The Challenges of EU Migration And Border Policies in The Mediterranean: A Critical Sociology of the Institutional Framework after the Lisbon Treaty18 November 2015. From 18:30 | Conference | Spanish | IEMed, Barcelona
The European Commission adopted a common agenda on migration in May 2015 focusing on short-term priority security policies. When the refugee crisis erupted Europe reacted with proposals such as refugee reception quotas by country, based on the Dublin regulation which is governed by economic criteria and does not cover the humanitarian field. In addition, despite the small number of people who have entered Europe, it is estimated that the EU will take 50 years to relocate everyone.
What are the challenges affecting EU institutional frameworks with regard to immigration and border management in the Mediterranean? The entry into force of the Lisbon Treaty has fundamentally altered the set of institutional actors and bodies involved in migration and border controls, as well as their relations and struggles for authority. This conference examines the main innovations introduced by the Lisbon Treaty in the management of human mobility in the Mediterranean (migration, asylum and border policies and EU maritime surveillance technologies) by Sergio Carrera, Principal Investigator and Head of the Program Justice and Home Affairs, Center for European Policy Studies (CEPS), Brussels.
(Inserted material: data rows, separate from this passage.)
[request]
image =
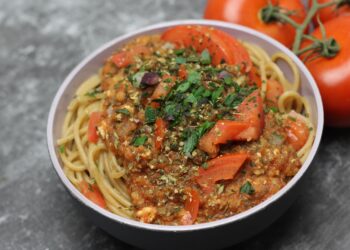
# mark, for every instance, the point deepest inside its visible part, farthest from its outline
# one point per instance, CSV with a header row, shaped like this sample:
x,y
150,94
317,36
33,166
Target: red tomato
x,y
93,193
333,75
297,131
221,133
331,12
224,167
192,205
251,112
94,120
221,46
160,130
247,13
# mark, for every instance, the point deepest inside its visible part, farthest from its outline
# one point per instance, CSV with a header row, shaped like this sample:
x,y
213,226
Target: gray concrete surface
x,y
40,42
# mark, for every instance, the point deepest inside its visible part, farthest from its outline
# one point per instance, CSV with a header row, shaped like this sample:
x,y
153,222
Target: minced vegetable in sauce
x,y
159,110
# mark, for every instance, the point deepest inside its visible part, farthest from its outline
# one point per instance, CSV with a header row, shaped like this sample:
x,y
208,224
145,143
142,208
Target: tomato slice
x,y
192,205
224,167
297,130
222,132
221,46
93,193
94,120
160,130
251,112
273,91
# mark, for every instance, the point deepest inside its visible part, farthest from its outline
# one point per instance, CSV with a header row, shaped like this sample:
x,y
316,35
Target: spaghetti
x,y
99,164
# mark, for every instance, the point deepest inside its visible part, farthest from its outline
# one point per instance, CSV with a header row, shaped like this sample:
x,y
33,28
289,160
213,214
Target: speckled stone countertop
x,y
40,42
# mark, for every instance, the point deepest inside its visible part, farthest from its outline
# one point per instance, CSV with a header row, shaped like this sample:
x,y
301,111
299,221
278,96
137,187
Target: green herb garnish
x,y
195,135
182,88
139,141
150,115
247,188
180,60
216,94
123,111
136,79
205,57
191,143
179,52
194,76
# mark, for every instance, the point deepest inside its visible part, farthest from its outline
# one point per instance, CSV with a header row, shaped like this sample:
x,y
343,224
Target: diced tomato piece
x,y
222,132
221,46
93,193
251,112
297,130
160,130
239,53
274,90
182,72
125,58
224,167
192,206
94,120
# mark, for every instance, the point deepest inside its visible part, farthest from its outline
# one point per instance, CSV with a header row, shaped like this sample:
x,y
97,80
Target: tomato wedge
x,y
297,130
273,91
94,120
224,167
222,132
251,112
160,130
125,58
192,205
221,46
93,193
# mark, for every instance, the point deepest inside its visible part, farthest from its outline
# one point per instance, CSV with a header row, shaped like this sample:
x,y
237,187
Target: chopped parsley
x,y
180,60
182,88
150,115
194,76
247,188
216,94
205,57
179,52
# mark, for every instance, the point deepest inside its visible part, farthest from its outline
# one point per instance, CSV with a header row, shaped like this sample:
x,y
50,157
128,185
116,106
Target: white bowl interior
x,y
93,62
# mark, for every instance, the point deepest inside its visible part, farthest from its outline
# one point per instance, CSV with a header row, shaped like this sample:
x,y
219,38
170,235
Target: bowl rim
x,y
166,228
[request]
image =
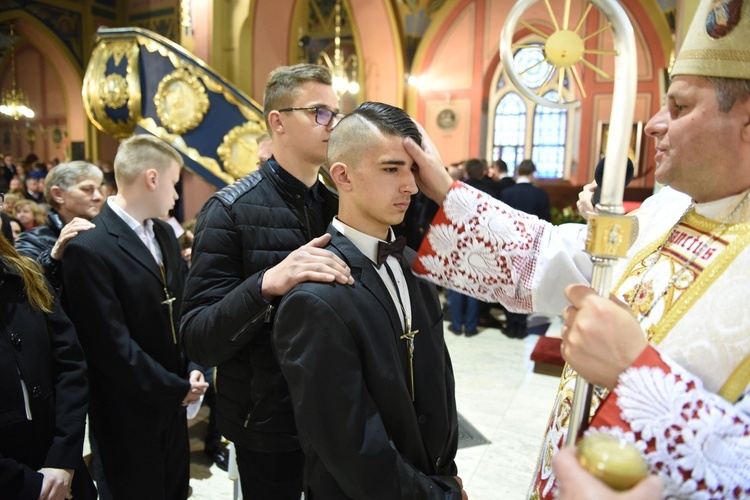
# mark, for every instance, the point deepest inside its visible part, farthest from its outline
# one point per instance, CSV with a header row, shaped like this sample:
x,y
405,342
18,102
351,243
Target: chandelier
x,y
340,67
15,102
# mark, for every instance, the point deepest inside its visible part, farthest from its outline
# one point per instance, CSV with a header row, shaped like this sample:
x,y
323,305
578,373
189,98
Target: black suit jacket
x,y
528,198
349,378
113,293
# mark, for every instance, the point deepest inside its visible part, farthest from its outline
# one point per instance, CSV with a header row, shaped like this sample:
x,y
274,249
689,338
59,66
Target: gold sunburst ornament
x,y
563,49
181,101
239,150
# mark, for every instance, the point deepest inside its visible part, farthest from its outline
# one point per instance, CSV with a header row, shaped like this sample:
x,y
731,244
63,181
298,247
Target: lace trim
x,y
492,260
697,442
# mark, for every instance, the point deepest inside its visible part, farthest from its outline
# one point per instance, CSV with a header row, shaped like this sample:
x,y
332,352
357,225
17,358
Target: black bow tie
x,y
395,248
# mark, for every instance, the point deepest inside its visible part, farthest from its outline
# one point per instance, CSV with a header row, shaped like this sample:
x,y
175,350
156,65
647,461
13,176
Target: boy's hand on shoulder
x,y
310,262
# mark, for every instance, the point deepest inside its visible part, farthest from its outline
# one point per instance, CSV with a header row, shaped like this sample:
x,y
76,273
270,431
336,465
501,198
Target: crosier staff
x,y
609,231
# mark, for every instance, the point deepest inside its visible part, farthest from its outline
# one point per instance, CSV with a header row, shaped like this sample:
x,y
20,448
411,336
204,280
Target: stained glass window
x,y
510,130
548,143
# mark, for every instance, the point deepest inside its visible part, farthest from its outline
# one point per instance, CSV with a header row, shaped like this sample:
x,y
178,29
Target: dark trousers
x,y
516,324
147,462
270,476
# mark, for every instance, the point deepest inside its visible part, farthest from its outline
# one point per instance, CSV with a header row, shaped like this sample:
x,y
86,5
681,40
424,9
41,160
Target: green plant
x,y
566,215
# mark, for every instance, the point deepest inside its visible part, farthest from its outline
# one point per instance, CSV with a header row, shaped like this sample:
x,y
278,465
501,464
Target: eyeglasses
x,y
323,116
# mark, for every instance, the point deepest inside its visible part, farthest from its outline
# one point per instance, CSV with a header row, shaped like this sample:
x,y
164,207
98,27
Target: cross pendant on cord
x,y
168,302
409,337
168,299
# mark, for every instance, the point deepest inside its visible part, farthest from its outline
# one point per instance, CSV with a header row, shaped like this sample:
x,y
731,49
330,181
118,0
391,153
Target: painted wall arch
x,y
59,80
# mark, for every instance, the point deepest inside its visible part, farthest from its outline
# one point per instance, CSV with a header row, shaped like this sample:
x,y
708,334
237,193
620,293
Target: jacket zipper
x,y
265,314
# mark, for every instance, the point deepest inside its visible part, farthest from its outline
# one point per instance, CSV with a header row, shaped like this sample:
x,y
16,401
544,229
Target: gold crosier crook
x,y
608,229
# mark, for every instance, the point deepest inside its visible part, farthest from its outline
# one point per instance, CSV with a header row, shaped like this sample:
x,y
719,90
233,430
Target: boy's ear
x,y
150,177
274,121
340,174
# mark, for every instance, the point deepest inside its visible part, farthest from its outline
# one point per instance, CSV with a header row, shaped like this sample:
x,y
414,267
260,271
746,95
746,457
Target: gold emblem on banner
x,y
181,101
104,91
114,92
239,151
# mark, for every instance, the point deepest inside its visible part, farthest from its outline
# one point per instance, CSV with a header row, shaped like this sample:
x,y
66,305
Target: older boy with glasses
x,y
254,241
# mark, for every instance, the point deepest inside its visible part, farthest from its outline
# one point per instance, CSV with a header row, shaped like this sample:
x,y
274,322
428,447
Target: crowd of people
x,y
333,377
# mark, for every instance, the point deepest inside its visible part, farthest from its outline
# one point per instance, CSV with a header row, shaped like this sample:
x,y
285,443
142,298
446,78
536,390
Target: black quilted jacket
x,y
241,231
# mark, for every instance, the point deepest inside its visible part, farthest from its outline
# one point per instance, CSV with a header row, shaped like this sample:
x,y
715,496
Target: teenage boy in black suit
x,y
367,368
123,284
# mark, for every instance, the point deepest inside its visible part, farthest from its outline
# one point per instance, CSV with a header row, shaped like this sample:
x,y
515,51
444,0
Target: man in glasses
x,y
254,241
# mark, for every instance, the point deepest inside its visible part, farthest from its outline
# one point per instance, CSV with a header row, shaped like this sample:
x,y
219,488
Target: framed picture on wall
x,y
634,149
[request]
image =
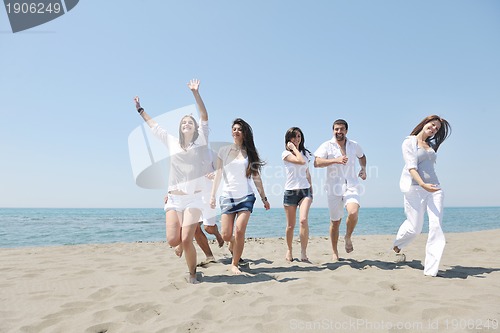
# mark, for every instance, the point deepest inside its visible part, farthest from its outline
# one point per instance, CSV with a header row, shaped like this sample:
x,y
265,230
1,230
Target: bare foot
x,y
192,279
178,250
208,260
304,258
348,245
220,240
235,270
400,257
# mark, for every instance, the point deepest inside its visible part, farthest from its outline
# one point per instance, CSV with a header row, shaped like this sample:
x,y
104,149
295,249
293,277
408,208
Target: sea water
x,y
27,227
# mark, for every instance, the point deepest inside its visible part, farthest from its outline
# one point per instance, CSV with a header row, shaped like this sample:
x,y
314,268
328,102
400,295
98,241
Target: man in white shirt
x,y
338,155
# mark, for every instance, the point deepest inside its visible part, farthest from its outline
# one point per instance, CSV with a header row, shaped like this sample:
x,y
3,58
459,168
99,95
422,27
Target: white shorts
x,y
336,203
208,215
181,202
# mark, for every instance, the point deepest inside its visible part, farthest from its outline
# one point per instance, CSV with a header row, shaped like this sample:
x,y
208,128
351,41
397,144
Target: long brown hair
x,y
292,133
437,139
254,161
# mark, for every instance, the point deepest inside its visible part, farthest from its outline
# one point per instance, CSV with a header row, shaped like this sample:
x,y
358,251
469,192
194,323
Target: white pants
x,y
416,202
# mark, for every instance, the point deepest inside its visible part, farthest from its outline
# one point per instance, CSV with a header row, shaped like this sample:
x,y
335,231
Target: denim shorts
x,y
230,205
294,197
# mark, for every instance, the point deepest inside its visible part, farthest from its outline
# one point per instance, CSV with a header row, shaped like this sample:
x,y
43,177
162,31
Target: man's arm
x,y
362,163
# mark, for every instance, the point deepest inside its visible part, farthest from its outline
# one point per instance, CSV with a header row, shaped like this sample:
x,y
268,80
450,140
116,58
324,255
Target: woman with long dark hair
x,y
298,189
239,164
422,191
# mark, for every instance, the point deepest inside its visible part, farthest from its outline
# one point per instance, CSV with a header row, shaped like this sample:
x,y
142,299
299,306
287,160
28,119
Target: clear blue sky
x,y
67,88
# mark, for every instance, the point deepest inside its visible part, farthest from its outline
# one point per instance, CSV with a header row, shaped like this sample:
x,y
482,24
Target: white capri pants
x,y
416,202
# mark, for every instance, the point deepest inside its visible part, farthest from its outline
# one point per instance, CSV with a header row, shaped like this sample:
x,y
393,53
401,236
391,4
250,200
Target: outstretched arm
x,y
296,157
362,163
151,123
324,162
194,85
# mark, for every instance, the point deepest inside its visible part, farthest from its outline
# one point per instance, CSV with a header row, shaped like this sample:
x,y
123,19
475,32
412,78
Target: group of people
x,y
194,180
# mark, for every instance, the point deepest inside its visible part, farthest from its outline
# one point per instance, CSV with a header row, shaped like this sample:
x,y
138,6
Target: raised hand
x,y
290,145
137,102
194,84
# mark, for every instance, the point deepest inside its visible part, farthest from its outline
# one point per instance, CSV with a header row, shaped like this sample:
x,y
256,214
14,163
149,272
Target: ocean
x,y
30,227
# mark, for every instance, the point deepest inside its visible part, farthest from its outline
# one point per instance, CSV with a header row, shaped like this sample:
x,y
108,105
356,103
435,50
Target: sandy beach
x,y
141,287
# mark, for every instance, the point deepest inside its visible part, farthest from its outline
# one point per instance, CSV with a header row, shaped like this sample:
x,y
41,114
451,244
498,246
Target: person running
x,y
298,189
422,191
185,184
238,164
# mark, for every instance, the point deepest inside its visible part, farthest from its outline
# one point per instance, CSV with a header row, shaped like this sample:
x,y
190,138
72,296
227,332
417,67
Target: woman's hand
x,y
194,85
137,103
267,206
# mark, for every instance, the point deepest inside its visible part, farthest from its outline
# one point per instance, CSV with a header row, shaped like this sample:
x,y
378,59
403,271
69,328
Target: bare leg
x,y
334,238
290,213
213,230
190,220
239,239
352,220
173,228
304,205
202,241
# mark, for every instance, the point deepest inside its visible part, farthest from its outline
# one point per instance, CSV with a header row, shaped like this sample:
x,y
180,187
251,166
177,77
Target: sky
x,y
67,90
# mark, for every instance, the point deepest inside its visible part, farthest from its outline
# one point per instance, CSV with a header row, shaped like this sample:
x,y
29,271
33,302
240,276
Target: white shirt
x,y
236,183
340,174
187,168
296,174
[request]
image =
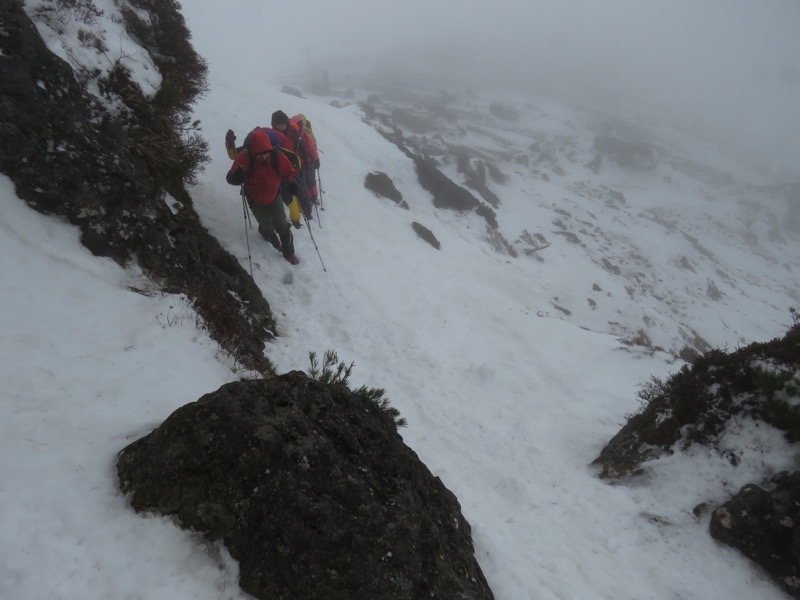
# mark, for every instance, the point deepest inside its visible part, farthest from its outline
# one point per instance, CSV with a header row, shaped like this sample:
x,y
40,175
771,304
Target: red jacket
x,y
263,181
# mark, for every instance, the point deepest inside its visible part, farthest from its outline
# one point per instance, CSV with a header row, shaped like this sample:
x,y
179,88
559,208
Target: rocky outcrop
x,y
381,185
426,234
311,489
764,525
67,156
696,406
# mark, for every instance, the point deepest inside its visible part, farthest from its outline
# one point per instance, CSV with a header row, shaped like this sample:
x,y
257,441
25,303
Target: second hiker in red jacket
x,y
261,169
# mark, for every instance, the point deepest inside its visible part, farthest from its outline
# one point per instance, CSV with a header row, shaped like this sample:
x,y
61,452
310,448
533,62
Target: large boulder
x,y
763,523
311,489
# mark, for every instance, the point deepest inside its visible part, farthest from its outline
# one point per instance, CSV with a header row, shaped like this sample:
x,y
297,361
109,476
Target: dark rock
x,y
426,234
764,525
381,185
67,156
696,404
311,489
292,91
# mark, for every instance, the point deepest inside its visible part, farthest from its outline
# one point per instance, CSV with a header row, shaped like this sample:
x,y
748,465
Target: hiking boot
x,y
273,239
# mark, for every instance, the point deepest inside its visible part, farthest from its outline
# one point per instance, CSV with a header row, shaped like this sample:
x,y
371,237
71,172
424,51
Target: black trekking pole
x,y
246,234
321,191
313,241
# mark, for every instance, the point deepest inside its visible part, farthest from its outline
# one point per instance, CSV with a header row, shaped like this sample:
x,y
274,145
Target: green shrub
x,y
332,371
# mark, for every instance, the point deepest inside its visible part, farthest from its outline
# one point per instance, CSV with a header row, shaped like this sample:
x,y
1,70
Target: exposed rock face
x,y
67,157
311,489
426,234
695,406
764,525
697,403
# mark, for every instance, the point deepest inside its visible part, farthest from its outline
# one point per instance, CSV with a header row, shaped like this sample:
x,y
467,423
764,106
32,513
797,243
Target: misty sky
x,y
729,66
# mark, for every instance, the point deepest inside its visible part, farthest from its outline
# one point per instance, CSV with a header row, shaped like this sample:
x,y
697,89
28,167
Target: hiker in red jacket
x,y
311,163
261,169
300,144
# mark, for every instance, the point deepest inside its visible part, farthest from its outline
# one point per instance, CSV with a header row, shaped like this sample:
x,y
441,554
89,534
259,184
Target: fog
x,y
728,69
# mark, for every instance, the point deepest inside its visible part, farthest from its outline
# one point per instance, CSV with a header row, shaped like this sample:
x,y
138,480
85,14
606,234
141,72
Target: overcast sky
x,y
729,66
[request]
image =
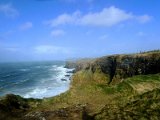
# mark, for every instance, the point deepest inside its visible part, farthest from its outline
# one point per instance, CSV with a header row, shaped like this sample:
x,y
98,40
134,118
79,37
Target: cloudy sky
x,y
63,29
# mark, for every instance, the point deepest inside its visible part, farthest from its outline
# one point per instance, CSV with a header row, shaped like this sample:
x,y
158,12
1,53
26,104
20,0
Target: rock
x,y
67,75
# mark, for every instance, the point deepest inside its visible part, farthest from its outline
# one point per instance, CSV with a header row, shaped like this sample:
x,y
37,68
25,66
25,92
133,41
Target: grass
x,y
94,91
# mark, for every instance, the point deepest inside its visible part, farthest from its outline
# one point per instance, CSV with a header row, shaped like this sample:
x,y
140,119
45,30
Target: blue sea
x,y
34,79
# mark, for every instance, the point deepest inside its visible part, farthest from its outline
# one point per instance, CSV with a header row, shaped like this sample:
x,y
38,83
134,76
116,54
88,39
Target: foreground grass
x,y
92,89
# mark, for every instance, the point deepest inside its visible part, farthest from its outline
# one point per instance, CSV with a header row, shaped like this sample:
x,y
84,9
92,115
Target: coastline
x,y
93,95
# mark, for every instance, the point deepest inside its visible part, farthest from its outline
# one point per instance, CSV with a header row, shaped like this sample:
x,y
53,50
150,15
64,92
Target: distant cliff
x,y
118,67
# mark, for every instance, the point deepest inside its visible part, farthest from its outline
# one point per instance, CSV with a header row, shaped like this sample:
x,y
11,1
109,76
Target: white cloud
x,y
64,19
12,49
144,18
57,32
141,33
107,17
49,49
26,26
103,37
8,10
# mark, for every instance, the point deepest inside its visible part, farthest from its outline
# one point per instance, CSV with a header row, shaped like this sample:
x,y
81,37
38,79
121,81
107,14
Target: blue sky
x,y
63,29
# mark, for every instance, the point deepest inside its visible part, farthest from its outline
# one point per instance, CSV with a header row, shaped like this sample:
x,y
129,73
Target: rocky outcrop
x,y
118,67
14,106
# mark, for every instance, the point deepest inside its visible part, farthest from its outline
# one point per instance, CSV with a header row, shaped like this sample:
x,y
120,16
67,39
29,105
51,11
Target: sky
x,y
33,30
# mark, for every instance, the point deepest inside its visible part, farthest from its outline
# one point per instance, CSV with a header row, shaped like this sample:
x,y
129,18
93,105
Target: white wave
x,y
23,70
52,86
46,92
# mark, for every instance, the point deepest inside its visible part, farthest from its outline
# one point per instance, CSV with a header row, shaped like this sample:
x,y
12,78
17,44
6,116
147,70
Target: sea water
x,y
34,79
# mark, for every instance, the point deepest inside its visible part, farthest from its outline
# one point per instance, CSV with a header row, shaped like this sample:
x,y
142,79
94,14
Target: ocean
x,y
34,79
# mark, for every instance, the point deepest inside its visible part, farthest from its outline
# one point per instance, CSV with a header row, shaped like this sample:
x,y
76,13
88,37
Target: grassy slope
x,y
91,90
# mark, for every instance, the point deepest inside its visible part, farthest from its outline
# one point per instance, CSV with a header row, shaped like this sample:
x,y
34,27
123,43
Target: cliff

This session of Aula Mediterrània is part of the series of lectures “Keys to understanding the Mediterranean in the 21st century”.Sergio Carrera is a Senior Researcher at the Center for European Political Studies (CEPS). He is also an Associate Professor and Researcher at the Faculty of Law at the University of Maastricht. His research focuses on justice, politics and European Union law with a special focus on immigration, citizenship and border policies.